Jigginstown Castle was completed nearly 400 years ago
Kildare County Council is being urged to allocate a portion of land to facilitate the development and possible opening of the historic Jigginstown Castle to the public.
Local historian and councillor Seamie Moore has asked KCC if it has provided land for an on-site workshop, car parking and a public information office.
He also wants to know what progress has been made by the Office of Public Works on restoring the castle this year.
A full restoration of the castle on the Newbridge side of Naas, was ruled out by the Office of Public Works about three years ago.
Completed in 1637 at a cost of six thousand pounds, it was the brainchild of then Lord Deputy of Ireland Thomas Wentworth, who was executed in London in 1641.
According to the OPW the restoration project that’s taking place will stabilise and consolidate the brickwork there and the best that can be hoped for is to maintain the castle as a “stable ruin.”
Ana Dolan a senior architect with the OPW told a KCC meeting at that time that the restoration work, which could eventually see it opened to the public, has been delayed by Government spending cuts.
She said the castle was built with the intention of becoming a royal palace prior to Wentworth being charged with treason.

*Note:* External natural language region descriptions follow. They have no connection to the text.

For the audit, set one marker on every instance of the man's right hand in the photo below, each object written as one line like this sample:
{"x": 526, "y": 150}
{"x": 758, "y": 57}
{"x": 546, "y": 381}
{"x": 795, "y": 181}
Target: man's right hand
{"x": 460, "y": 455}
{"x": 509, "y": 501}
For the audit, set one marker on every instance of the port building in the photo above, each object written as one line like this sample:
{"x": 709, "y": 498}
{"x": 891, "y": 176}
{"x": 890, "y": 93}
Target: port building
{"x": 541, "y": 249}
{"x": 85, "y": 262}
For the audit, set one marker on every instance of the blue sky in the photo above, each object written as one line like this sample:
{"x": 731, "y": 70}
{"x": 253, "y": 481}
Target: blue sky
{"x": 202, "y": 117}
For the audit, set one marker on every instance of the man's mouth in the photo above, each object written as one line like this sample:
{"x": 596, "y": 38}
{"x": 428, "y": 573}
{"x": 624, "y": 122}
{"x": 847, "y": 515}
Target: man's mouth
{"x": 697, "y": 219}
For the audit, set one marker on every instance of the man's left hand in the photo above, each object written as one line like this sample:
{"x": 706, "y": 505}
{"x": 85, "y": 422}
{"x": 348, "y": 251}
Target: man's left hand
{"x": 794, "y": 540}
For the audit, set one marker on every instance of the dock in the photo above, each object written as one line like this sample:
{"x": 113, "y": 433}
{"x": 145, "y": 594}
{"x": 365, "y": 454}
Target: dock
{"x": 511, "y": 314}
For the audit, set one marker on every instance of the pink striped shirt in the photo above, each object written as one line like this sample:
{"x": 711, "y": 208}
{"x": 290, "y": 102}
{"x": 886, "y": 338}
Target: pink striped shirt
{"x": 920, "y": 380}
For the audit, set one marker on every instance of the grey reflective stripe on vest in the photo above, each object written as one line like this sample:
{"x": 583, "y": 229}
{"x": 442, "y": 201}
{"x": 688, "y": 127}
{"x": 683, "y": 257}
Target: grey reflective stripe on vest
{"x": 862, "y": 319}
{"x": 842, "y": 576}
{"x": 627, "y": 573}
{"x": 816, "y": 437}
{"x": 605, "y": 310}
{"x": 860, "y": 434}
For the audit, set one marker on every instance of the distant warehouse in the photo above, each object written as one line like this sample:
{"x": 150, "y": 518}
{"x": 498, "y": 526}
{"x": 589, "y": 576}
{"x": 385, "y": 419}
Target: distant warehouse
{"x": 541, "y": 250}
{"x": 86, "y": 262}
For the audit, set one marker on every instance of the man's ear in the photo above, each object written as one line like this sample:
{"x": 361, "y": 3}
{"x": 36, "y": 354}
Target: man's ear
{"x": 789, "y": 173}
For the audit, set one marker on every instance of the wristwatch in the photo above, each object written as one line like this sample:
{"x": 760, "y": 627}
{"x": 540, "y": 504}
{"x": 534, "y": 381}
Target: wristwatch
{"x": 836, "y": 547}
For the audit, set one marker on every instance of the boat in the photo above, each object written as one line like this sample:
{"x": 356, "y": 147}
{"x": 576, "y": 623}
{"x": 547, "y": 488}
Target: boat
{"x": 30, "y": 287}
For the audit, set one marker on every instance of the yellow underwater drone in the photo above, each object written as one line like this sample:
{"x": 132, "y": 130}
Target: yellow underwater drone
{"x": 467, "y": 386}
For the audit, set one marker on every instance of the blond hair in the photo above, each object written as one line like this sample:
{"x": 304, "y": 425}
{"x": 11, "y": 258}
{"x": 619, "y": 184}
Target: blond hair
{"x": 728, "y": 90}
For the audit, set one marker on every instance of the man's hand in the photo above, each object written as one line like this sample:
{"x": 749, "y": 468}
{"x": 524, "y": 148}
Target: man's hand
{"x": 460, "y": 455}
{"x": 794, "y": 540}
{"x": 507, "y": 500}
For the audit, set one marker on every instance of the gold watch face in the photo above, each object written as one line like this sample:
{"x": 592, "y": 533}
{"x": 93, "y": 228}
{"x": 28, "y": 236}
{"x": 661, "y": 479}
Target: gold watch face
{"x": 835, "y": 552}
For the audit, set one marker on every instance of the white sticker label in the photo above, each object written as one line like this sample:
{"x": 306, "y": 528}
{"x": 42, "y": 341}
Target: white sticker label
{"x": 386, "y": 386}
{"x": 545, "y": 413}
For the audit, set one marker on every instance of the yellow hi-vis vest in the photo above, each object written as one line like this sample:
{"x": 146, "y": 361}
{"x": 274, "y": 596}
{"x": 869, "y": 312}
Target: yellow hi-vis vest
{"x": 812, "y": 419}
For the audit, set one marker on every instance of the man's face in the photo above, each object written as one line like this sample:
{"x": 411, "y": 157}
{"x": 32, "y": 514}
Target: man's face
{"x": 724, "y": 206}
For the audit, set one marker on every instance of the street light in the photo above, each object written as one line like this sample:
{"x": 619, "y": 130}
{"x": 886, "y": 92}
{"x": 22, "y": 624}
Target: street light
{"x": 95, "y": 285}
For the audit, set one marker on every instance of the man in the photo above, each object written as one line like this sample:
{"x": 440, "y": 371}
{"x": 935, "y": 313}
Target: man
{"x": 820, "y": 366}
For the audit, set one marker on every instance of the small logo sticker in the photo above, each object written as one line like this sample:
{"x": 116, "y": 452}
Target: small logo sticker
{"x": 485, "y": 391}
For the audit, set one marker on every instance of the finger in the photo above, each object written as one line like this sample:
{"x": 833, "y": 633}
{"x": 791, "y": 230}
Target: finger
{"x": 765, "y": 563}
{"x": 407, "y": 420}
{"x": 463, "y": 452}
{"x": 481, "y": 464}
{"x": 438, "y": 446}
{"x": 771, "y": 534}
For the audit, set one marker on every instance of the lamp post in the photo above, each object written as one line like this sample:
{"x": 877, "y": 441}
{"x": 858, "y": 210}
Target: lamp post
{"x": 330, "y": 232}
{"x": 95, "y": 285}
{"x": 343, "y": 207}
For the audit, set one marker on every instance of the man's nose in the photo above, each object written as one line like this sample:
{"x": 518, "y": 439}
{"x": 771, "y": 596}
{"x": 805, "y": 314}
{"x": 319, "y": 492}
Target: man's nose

Jigginstown Castle was never lived in and fell into decay.
By 1726 it was “very ruinous”, as images from the time show. The castle is almost 100 metres long and has a series of cellars. The building has a first floor and two corridors.
As far as possible the OPW aims to make the building presentable and accessible to visitors.
The castle was built in a relatively short space and Ms Dolan said no expense was spared.